5.6.05

Santo: el refrito ideal

Tal y como prometí hace pocos días en uno de los comments, he podido localizar el artículo que publiqué hace unos años en el diario oficial del Festival de Sitges, con motivo de un pequeño ciclo sobre Santo el Enmascarado de Plata y algunos de sus clones, y que fue proyectado en la sección Brigadoon de ese certamen. Las películas programadas en esa ocasión fueron cedidas a la organización, de manera desinteresada, por Absence y un servidor de ustedes.
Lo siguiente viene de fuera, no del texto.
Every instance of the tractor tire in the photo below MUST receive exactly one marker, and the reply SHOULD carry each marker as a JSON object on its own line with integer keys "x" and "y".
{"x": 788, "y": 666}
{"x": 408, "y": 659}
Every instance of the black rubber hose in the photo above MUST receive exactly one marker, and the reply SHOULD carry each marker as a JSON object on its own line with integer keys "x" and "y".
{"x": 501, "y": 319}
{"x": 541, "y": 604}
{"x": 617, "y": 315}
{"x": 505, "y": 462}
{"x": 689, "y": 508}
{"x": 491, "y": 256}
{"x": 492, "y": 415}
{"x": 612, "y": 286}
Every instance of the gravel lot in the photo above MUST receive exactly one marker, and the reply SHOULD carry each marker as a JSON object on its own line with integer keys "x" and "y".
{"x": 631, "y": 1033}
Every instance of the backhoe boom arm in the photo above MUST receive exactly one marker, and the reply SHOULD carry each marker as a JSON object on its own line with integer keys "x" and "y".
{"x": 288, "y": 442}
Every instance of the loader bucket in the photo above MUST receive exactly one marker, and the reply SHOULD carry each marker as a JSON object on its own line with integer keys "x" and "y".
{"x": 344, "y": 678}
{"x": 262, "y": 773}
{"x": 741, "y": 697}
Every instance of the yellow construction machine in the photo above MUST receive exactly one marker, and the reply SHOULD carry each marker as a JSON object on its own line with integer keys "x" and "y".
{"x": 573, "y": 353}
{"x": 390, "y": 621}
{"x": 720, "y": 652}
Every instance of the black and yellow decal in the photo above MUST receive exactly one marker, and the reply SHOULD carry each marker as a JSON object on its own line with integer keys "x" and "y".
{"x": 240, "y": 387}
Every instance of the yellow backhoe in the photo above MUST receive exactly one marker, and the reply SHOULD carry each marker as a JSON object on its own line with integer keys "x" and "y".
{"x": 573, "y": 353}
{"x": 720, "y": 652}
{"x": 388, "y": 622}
A continuación les cuelgo el citado artículo, convenientemente actualizado y remozado.

¡VIVA SANTO!

Del mejicano Santo el Enmascarado de Plata guardaba, de cuando era crío, una imagen un tanto sombría y, en ciertos aspectos, aterradora. Recuerdo haber sufrido, como nadie, con las aventuras de ese musculoso profesional de la lucha libre (aunque un tanto fofo en sus últimas películas), cuando se enfrentaba, con total desparpajo, a los poderes más oscuros del mal, tanto si se trataba de mafiosos sanguinarios como de descabellados monstruos de cartón piedra surgidos, todos ellos, de la calenturienta imaginación de un grupo de directores y guionistas que trabajaban bajo mínimos en cuanto a presupuestos se refería. Incluso su fantasmal aspecto, que le hacía esconder su rostro tras una máscara plateada, consiguió robarme el sueño en más de una noche

¡Cómo temblé cuando, en compañía de su colega Blue Demon, hizo frente a una troupe de criaturas infernales en Santo y Blue Demon Contra los Monstruos!. Frankenstein, el conde Drácula, el Hombre Lobo, la Momia y un Cíclope con pantalones cortos, recibían merecidos mamporros de nuestro héroe por haber aterrorizado a las taquillas de medio mundo, al mismo tiempo que seguía repartiendo coscorrones a sus variopintos contrincantes, en sus numerosos combates profesionales en el cuadrilátero de La Arena, su verdadero modus vivendi.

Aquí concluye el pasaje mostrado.